All this said, I do have 100% faith in Creator; in spirit and in my guides… and on a spiritual level I have no doubt that I did what needed to be done to ensure the event happened and that I came from a pure and respectful and honouring place of deep love for my First Nations people, and for all people and for what we are trying to accomplish. It might seem strange to have such contrasts in oneself… but I am very clear on my human self and its limitations and my spirit self being limitless. Thank God I can access my spirit self which sees a bigger picture and is always at peace… for in that I can find some balance!

I am happy to write an update I did hear back from an organizer that had no access on the rez and had lovely supportive words for me and after asking someone from the event that I don’t know but that is First Nations, they confirmed for me that I broke no protocol and said amazing words like the ancestors are proud. So this really helped me finally get that all went well… so I have huge gratitude for this feedback and connection.

I am also very thankful to the people at the event that helped me out because I couldn’t do it alone. Amazing how complete strangers can come and work together to accomplish a shared goal – I loved to see this. One survivor shared a traditional song and another person shared a traditional thanksgiving prayer. Some went around with the petition, some smudged people and others got water from a nearby FN org. I wanted and needed the event to be inclusive and it was. So my feelings of aloneness are mine and I own them fully and are in no way meant to dismiss the support and connection that was there, because without it, there’s no way I could have done the event. Thank you too to all those that tweeted the event and the organizers that did so too and put it up on their pages, etc.

It’s day three since the event and not surprisingly, I am in big time fall out mode from what I disclosed – I am not sleeping and have painful memories flooding over me, and not just visual, I can feel them in my body. This is what happens when I disclose on any level… but to do so publicly I pay the price later. Like when I read my poetry, but much more so in leading this event and speaking up and out to a group of people and on TV. It’s not just for disclosing abuse; it’s backlash for stepping into my power. I was trained early on that I was never to do that.

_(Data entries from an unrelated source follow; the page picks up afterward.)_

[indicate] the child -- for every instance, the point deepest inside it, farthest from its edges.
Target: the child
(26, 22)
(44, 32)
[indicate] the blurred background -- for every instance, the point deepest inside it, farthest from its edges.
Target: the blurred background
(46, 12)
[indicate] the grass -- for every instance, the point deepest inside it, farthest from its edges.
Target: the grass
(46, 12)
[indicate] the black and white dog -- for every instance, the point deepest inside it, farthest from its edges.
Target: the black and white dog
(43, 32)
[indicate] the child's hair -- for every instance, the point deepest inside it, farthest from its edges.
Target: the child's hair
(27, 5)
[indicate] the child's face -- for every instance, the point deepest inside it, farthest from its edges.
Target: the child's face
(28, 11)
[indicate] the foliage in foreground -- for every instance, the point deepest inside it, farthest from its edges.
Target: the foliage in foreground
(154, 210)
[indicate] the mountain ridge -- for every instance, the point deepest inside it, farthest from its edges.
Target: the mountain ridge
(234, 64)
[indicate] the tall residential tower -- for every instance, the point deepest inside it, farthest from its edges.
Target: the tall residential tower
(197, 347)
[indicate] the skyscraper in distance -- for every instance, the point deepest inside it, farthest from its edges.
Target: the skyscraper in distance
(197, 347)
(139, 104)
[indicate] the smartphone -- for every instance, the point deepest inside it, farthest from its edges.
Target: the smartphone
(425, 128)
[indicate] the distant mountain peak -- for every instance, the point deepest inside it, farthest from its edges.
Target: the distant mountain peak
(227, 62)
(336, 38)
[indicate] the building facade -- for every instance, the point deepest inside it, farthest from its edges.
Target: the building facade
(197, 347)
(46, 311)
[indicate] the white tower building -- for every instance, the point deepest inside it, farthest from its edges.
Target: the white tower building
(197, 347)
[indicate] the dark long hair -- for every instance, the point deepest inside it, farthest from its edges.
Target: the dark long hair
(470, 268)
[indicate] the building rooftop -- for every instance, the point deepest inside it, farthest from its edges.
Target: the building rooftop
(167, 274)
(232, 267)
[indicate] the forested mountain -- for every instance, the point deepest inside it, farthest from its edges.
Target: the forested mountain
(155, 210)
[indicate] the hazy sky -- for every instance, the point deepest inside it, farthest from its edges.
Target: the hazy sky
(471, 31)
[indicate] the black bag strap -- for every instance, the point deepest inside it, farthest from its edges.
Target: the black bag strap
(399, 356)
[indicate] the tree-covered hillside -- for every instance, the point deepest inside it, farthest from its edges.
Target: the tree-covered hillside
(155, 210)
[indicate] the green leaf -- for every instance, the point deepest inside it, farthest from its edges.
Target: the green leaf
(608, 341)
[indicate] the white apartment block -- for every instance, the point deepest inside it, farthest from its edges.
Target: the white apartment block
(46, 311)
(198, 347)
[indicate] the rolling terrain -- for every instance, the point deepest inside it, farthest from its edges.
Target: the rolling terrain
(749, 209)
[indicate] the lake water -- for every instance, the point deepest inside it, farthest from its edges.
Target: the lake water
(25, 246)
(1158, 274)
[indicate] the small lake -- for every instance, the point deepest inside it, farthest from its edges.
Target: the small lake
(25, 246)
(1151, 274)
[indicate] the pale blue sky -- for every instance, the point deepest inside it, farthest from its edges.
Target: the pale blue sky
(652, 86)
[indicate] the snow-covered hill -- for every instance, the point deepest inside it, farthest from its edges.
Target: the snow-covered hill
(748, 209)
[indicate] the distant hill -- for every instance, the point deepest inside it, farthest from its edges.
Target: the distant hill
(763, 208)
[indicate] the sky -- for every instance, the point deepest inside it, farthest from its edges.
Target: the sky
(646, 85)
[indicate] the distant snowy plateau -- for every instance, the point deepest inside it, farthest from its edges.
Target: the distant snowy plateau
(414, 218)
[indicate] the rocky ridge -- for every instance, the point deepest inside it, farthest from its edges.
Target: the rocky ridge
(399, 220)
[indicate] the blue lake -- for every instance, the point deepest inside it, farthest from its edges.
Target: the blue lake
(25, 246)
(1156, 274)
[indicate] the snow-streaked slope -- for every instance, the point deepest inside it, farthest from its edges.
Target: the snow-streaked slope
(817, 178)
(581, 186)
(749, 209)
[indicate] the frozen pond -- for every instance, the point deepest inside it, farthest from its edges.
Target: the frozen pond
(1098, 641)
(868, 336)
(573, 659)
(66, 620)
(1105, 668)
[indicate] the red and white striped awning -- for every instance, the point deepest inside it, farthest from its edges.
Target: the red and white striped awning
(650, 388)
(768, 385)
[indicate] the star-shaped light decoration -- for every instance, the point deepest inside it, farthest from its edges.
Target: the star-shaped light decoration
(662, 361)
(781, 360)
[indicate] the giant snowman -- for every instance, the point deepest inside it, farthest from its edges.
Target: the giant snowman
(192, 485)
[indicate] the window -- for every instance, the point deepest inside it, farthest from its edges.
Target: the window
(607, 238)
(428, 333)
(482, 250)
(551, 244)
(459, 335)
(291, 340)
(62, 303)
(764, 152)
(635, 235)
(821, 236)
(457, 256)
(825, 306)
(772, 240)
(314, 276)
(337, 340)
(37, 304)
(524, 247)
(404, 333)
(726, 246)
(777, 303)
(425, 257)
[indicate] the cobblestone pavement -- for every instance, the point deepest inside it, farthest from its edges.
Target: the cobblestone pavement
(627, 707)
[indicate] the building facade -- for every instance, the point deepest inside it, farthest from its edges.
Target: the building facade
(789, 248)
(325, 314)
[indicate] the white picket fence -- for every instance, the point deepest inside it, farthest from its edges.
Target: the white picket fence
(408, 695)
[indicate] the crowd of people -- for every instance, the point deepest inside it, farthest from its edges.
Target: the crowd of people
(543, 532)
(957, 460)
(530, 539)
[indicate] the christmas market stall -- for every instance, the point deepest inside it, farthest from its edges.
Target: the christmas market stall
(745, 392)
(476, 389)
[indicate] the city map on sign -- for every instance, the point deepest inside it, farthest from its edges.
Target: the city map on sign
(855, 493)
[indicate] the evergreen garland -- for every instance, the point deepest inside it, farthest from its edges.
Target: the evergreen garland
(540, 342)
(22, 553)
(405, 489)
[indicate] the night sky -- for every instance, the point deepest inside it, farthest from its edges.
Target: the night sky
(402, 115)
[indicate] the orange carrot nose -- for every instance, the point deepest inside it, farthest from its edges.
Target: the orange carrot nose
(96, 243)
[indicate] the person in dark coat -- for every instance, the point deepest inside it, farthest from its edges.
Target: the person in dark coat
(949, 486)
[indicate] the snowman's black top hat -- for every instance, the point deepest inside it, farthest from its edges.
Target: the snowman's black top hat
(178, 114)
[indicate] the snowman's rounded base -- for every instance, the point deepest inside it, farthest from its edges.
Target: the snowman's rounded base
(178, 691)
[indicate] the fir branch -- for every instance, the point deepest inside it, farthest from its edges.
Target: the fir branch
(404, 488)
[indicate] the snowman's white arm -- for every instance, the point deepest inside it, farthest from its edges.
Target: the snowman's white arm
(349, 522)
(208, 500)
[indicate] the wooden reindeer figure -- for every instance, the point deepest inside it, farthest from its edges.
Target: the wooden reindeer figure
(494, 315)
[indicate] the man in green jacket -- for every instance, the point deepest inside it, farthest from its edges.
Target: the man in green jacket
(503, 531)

It’s okay. One day at a time. I feel strongly, better out than in. I’m all for the truth. The more I remember and process through, the more I regain me; the real me, the powerful me, the me that has a reason to be on the planet – it strengthens my relationship with Creator and helps me to step into the gifts that I brought into this earth walk to share, and I know it’s all worth it to accomplish what we did on Thursday.

To those that tell us to just get over it – would you say this if it was your daughter, mother, son or father that these horrors happened to? Body memories and flashbacks flood a survivor and we don’t have a choice about it and it’s not in the past, it is happening RIGHT NOW! So if this is your attitude, perhaps it is you that should just get over it.

I feel very strongly about the government needing to step up to the plate and follow through on what they promised, for them to release ALL documents to the TRC. My people have the right to that information, to the truth finally coming out. All Canadians have a right to know because they feel it too. Many non First Nations feel sick and outraged too by what was done and they also want and need the truth. Let us face up to the truth of Canada so we can all fully heal.

We each have a responsibility in this, to hold the government accountable, and ensure they follow through on their promises. Speak out! Tell your truth! Write your government and tell them to release the documents!

This was long, so to any that actually read it through – thank you for hearing and witnessing my truth. A lot of the pain and what I suffer through is the isolation in not feeling able to speak about it and so although I know I will have further fall out from writing it, I know it will be worth it in the long run… and I feel in some way that my asking the government for the truth is supported by spirit in my speaking the truth so I will be protected… and what we put out, we get back… so I am hopeful it will help lend energy behind our requests to the government to tell the truth and Honour The Apology!